Wednesday, January 29 2003
The other day I finished Kurt Vonnegut's Breakfast of Champions and it's left me feeling like there's no more use for writing in the world. More so even than Cat's Cradle, that book has it all. A much more impressive religion than Christianity could be founded on its wisdom. Vonnegut is even better than Orwell at using straightforward language to expose the unpleasant scaffolding supporting the façade we think of as our world. It's wishful thinking I know, and the guy doesn't read anything except children's books, but still I have the feeling that if George OrWell Bush were to read and comprehend Breakfast of Champions, he'd be compelled to hurl himself into a volcano. Now I'm reading Time Quake, which has an even stronger autobiographical feel than the other novels.

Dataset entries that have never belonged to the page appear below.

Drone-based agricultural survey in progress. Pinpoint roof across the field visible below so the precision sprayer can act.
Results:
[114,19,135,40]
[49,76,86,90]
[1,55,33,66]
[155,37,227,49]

This afternoon Gretchen and I took Sally for a walk on the property of our other next door neighbor, the one who didn't have the kids who sold us our house. They'd told Gretchen she was free to hike on their property any time she wanted to. Some distance down the driveway, we came upon a car stuck in a dusting of fresh snow. The car had Quebec license plates and Gretchen told me that it belonged to the mother of the couple who own the house. We came upon this woman some distance further down the driveway and helped push her car out of the snow. She then showed us a snowshoe trail we could take to get to an enchanted waterfall deep in the woods. It turned out that her son owns hundreds of acres that he as accumulated in a piecemeal fashion through the years. It's good to have such a large buffer on the other side of our property.
The waterfall was spectacular. It marked the place were a small creek plunged over the edge of the Dug Hill plateau into the Esopus valley. Unlike most waterfalls, this one was nearly silent. It was frozen solid and looked like a sculptural snapshot of a waterfall. One could hear muted gurgling beneath many layers of accumulated ice.
Sally was having a great time bounding through the snow and discovering parts of deceased animals. One such part was an articulated section of deer vertebræ.